Late 1st/Early 2nd Round Guys:


PJ Hairston - I'm going to put a little bit of an asterisk here because I haven't seen Hairston play a game in more than a year. It's possible that his training went off the rails during his year of ineligibility. But Hairston was an incredibly efficient scorer for North Carolina as a sophomore, showing dramatic improvement in all aspects of his game. He has a nice outside shot and he can also beat his man off the dribble and finish at the hoop or draw fouls. There are enough question marks that you'd want to lay off him in the first 15 picks, but he'll be a really nice value late in the first round.

Kyle Anderson - Anderson is a hard player to figure out because he doesn't fit into any mold. He's a 6'9" player who looks so slow when you watch him run, yet he put up the stats of an elite point guard. When you watch him play, he seems to glide as he moves in apparent slow motion past his man to the basket... yet he always beats his man to the basket. He needs to fall into the right situation, but if he gets a coach who knows what to do with him and how to fix his flaws, he has the raw potential to be an NBA star someday.

Mitch McGary - This is a risky pick, of course. Back injuries for big guys are something that can ruin a career. But of course, Joel Embiid had one, too, and you're going to have to use a really high pick to get him. Later in the first round, if you have a chance to get a guy who has NBA All-Star potential, you absolutely have to take him. Remember, McGary was going to likely be a top 5 draft pick a year ago. He's physical, he's a strong rebounder, and he's an effective finisher around the rim. He might end up a bust, but late in the first round that's a risk you've got to be willing to take.

Khem Birch - This is another "upside" pick, which if you haven't noticed the trend, is what I think NBA teams should be picking late in the first round and into the second round. At his size, Khem Birch needs to develop a mid-range jump shoot to be anything more than a defensive specialist, but he's a big time defender with NBA size and length, and he's a strong rebounder as well. Think of him as a poor man's Serge Ibaka, and remember how Ibaka quickly turned into an elite player once he developed a mid-range jump shot.
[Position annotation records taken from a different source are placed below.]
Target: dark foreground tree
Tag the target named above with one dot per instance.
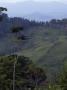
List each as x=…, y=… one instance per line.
x=26, y=74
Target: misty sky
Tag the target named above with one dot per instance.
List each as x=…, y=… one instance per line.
x=51, y=9
x=14, y=1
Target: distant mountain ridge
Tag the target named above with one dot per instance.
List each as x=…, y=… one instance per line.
x=46, y=10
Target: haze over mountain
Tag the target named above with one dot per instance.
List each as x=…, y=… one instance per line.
x=37, y=10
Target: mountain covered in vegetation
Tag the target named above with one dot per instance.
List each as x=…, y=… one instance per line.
x=44, y=43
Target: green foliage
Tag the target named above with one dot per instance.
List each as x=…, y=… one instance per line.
x=63, y=77
x=26, y=73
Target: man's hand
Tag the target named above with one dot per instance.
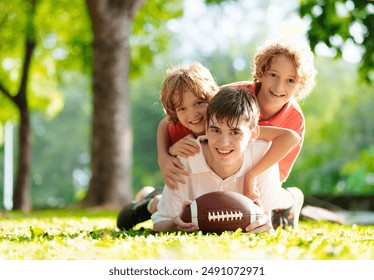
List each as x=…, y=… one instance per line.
x=261, y=225
x=184, y=147
x=186, y=227
x=172, y=172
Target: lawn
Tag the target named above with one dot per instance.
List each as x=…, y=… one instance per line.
x=92, y=235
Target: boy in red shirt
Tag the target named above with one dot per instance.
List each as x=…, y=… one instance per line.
x=185, y=94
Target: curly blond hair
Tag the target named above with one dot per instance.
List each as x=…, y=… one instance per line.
x=192, y=77
x=299, y=53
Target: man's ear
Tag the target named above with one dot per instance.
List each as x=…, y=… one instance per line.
x=254, y=133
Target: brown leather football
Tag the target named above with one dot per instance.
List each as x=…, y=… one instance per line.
x=220, y=211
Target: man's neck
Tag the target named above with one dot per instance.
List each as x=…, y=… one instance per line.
x=223, y=171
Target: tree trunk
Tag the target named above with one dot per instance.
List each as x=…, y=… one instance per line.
x=21, y=198
x=111, y=154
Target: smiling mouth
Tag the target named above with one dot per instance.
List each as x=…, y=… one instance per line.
x=195, y=121
x=277, y=95
x=223, y=152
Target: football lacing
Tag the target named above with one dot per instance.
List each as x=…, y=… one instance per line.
x=224, y=216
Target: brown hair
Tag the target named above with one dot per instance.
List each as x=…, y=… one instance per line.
x=299, y=53
x=194, y=77
x=232, y=105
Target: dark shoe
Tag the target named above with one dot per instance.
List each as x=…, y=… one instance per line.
x=135, y=212
x=289, y=217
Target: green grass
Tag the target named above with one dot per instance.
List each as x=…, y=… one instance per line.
x=92, y=235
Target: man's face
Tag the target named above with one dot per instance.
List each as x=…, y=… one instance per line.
x=228, y=143
x=191, y=112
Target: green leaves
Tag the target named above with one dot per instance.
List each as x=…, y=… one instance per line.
x=339, y=23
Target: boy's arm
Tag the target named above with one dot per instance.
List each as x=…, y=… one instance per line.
x=283, y=140
x=171, y=168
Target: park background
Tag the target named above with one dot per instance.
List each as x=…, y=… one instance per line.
x=337, y=158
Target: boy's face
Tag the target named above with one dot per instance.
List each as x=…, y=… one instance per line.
x=191, y=112
x=279, y=83
x=228, y=143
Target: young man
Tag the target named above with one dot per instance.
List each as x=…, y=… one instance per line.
x=229, y=151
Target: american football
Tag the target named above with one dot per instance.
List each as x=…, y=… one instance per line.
x=220, y=211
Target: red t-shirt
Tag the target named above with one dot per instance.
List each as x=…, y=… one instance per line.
x=290, y=117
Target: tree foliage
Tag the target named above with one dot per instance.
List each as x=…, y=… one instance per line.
x=338, y=23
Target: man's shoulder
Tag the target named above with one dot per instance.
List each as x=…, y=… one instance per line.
x=258, y=149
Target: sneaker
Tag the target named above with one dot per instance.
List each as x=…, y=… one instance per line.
x=136, y=212
x=289, y=217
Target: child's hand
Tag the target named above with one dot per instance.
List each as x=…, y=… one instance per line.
x=184, y=147
x=172, y=172
x=261, y=225
x=187, y=227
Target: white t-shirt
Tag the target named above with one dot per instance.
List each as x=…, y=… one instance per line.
x=202, y=180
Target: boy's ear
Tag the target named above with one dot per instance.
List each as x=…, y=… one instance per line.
x=254, y=134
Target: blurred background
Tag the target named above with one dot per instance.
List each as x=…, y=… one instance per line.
x=336, y=163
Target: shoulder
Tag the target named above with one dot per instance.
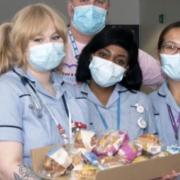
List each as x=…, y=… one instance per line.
x=9, y=82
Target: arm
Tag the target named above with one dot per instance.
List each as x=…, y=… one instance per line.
x=11, y=167
x=151, y=70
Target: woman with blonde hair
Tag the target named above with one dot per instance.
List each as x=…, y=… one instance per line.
x=33, y=109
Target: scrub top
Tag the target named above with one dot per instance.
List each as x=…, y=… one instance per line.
x=19, y=120
x=161, y=99
x=127, y=111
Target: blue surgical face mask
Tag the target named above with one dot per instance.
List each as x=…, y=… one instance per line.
x=105, y=73
x=89, y=19
x=45, y=57
x=171, y=65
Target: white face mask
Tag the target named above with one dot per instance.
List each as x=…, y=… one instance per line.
x=105, y=73
x=171, y=65
x=45, y=57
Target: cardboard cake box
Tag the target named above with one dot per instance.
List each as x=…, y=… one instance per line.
x=145, y=170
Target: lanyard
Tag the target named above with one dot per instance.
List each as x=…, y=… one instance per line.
x=118, y=118
x=175, y=124
x=74, y=44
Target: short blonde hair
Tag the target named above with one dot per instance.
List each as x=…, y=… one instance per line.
x=26, y=24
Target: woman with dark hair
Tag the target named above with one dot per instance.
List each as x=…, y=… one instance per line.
x=107, y=97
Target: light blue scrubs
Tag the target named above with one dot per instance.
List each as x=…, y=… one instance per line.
x=18, y=121
x=120, y=113
x=160, y=99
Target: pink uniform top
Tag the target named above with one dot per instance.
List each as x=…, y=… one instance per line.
x=151, y=69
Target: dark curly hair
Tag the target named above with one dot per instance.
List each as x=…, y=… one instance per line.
x=112, y=36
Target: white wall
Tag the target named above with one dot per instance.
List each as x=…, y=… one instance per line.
x=150, y=27
x=124, y=12
x=121, y=12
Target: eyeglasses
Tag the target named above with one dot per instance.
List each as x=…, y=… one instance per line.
x=170, y=48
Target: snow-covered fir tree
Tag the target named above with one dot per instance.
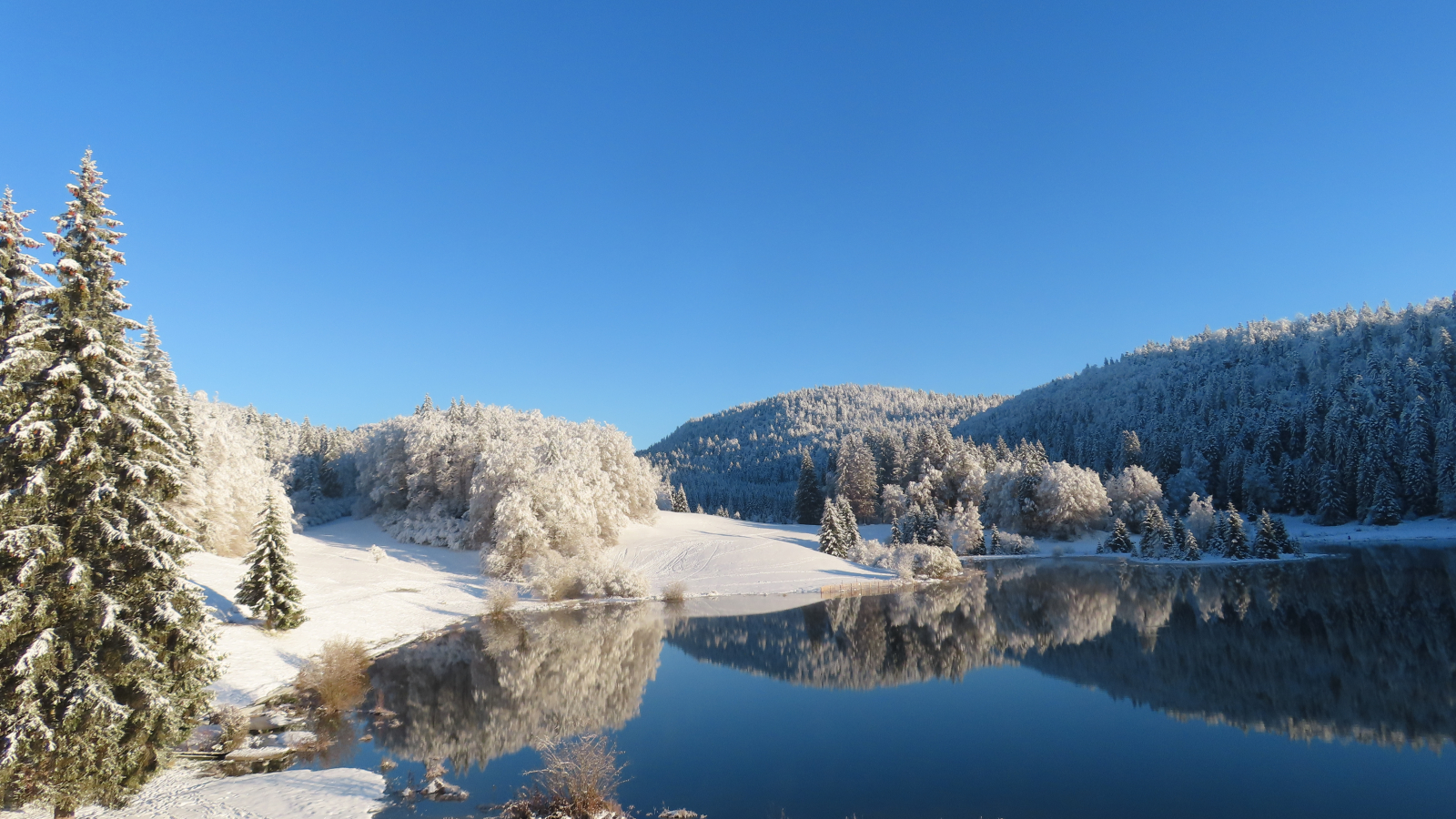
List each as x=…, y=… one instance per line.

Jordan Clarkson - If you're a poor outside shooter who hasn't improved your shooting in three seasons, you need to be elite at something else to become an NBA point guard. But what is Jordan Clarkson elite at? He's not even much of a passing point guard either. He'd make a better shooting guard than point guard if he could shoot, but he can't. Seems bizarre to use a first round pick on him when a guy like Shabazz Napier could easily still be on the board.

Jerami Grant - Most mocks have Grant very narrowly behind his college teammate Tyler Ennis. Huh? Ennis has a significantly higher ceiling and has proven to be an elite college point guard. Grant's reputation seemed to grow because of the mistaken media narrative that Syracuse fell apart when he missed a couple of weeks. Jerami Grant is a solid player, but he wasn't an elite college player and he doesn't have an elite skill. He's a 6'8" guy who doesn't shoot well, yet who will likely never be physical enough to play in the paint in the NBA. Ennis deserves to be a borderline Top 20 pick. His teammate does not.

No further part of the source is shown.